Quando canta la regina

C’è musica nera per ballare e musica nera per pregare o sostenere le battaglie per i diritti civili. A questo filone impegnato si collega il possente contralto di Mavis Staples, storica voce (al fianco del mitico papà Roebuck Pops, delle sorelle Cleotha e Yvonne, del figlio Purvis) degli Staple Singers, nati nel 1948. È stata una maestra e un punto di riferimento persino per Bob Dylan, che da lei ha imparato la pugnace vivacità di alcuni inni blues, del gospel e dello spiritual, del soul più ispirato.
Black music di alta caratura espressiva che stasera approda all’Arena per il Milano Jazzin’ Festival, che sorprende continuamente il pubblico per la qualità delle scelte musicali. Sin dai primi anni Cinquanta il combattivo contralto di Mavis ha segnato la scena di Chicago fondendo le atmosfere delle chiese nere, i suoni urbani e quelli del Delta del Mississippi. Ispirandosi a Dorothy Love Coates (grande figura gospel esplosa nelle Original Gospel Harmonettes e moglie di artisti come Willie Love e Carl Coates, rispettivamente dei Farfield Four e dei Sensational Nightingales) e alle Davis Sisters (da non confondere con l’omonimo gruppo country) si è imposta nel 1956 guidando le armonie vocali della famiglia in Uncloudy Day, diventato subito un enorme successo.
Tra le sue interpretazioni con la band di famiglia spicca la cover del traditional Will The Circle Be Unbroken (cavallo di battaglia di mille artisti country), This May Be the Last Time, Are You Sure, Hammer & Nails, il drammatico Drown Yourself. I suoi brani non sono solo intrisi di passione, sensualità e fervore religioso; sin dagli anni Sessanta Mavis è in prima fila nella stagione di protesta per i diritti civili al fianco di Martin Luther King (dell’epoca è Move Along Train).

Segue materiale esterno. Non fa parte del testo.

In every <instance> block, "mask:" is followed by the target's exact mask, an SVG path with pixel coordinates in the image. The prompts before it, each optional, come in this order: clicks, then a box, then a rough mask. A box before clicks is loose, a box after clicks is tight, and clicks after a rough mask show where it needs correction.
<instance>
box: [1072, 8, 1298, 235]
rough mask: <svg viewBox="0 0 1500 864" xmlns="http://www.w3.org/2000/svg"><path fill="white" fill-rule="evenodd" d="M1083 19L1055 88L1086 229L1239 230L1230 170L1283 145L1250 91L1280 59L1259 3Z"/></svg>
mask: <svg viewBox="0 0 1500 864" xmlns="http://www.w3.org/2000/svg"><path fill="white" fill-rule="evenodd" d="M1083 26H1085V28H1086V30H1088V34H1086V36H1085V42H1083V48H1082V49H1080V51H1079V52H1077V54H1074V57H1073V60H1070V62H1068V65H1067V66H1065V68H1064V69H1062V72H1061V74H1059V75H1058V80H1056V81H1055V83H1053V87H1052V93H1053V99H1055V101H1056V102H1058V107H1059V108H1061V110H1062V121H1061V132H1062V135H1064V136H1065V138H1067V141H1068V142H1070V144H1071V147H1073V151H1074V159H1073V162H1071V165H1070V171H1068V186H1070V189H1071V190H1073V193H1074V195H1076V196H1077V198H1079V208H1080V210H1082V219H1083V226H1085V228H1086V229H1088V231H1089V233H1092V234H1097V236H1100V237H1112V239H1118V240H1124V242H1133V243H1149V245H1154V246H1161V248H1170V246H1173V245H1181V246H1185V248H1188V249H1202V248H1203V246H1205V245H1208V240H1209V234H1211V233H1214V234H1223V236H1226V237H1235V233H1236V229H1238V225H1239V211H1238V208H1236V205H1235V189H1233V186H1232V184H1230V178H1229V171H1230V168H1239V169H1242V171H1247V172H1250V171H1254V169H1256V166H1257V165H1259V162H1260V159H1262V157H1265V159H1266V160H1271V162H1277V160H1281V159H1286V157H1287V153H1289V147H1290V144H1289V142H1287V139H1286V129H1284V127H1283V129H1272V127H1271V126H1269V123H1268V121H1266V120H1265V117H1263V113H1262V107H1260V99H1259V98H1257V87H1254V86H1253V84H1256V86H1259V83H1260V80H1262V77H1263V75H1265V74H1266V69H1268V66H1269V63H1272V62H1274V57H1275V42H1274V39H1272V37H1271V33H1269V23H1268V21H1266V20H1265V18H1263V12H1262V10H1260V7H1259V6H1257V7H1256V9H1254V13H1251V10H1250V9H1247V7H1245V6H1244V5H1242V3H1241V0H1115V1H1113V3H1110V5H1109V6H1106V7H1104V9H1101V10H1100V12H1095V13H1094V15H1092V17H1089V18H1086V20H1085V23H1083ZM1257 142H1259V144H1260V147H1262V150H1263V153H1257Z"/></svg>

L’anno scorso, per ricordare quell’intensa stagione di canti di protesta e d’amore, ha pubblicato l’album We’ll Never Turn Back, con la preziosa collaborazione di Ry Cooder, Ladysmith Black Mambazoo, del basso Charles Neblett e del soprano Rutha Mae Harris (entrambi negli anni Sessanta spopolavano ai folk festival nei Freedom Singers).

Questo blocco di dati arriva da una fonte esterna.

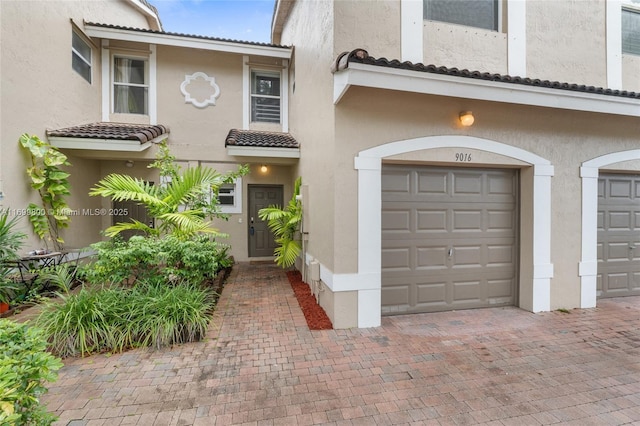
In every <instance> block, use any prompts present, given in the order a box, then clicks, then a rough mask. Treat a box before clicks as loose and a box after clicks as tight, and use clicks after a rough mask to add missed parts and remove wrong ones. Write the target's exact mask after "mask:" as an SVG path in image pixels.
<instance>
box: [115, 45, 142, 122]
mask: <svg viewBox="0 0 640 426" xmlns="http://www.w3.org/2000/svg"><path fill="white" fill-rule="evenodd" d="M148 99H149V84H148V80H147V61H146V60H144V59H133V58H123V57H117V56H116V57H115V58H114V66H113V112H115V113H121V114H148V113H149V112H148V111H149V107H148Z"/></svg>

«Un tempo, quando cantavo il gospel con papà, lottavamo al fianco di Martin Luther King scrivendo brani come Why Am I Treated So Bad - ricorda Mavis -; siamo stati in prigione a Memphis nel 1965, abbiamo anche rischiato l’impiccagione. Ora le cose sono cambiate, così quando mi è stato proposto questo disco dapprima ho nicchiato. Ho detto: ma a chi interessano queste vecchie canzoni? Ma poi ho visto quei poveracci annegare nelle acque fangose di New Orleans, ho visto un poliziotto di New York sparare per nulla a un giovane nero. Così ho pensato: i giovani hanno bisogno di questa musica come ne avevamo bisogno noi».

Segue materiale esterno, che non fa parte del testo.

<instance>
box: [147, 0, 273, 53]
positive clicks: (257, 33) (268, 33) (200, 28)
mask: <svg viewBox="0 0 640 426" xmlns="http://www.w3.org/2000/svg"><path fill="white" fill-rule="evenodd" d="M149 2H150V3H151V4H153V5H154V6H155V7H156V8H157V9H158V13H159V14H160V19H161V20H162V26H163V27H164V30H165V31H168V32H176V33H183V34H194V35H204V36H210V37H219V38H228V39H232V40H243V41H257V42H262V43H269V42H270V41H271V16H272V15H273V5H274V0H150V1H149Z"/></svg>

Quindi il disco, e di conseguenza il concerto, sono un percorso a ritroso nella tradizione che abbraccia l’inno We Shall Not Be Moved e la sferzante Jesus On the Main Line (inno dei bluesmen da strada e degli evangelisti con la chitarra), passando per Down In Mississippi di J. B. Lenoir, l’uomo che trasformo l’allusività del blues in protesta e rabbia. Naturalmente si tornerà anche ai brani - già citati - della storia degli Staples, compresa la magnifica cover di For What It’s Worth di Stephen Stills. Un viaggio di suoni e passioni che evoca il blues e i canti di lavoro, la spiritualità selvaggia delle «sanctified church» e gli innari del Dr. Watts, il funky e il soul poetico e consapevole di Marvin Gaye.

Grande musica, ricca di vita e di storia, anche se - in parte - basata sull’utopia che «tanta gente ispirata da un sogno abbia cercato di spegnere la sua sete di giustizia nelle fontane del perdono e dell’amore», come scrive nelle note del cd il leader dello Student Noviolent Committee John Lewis.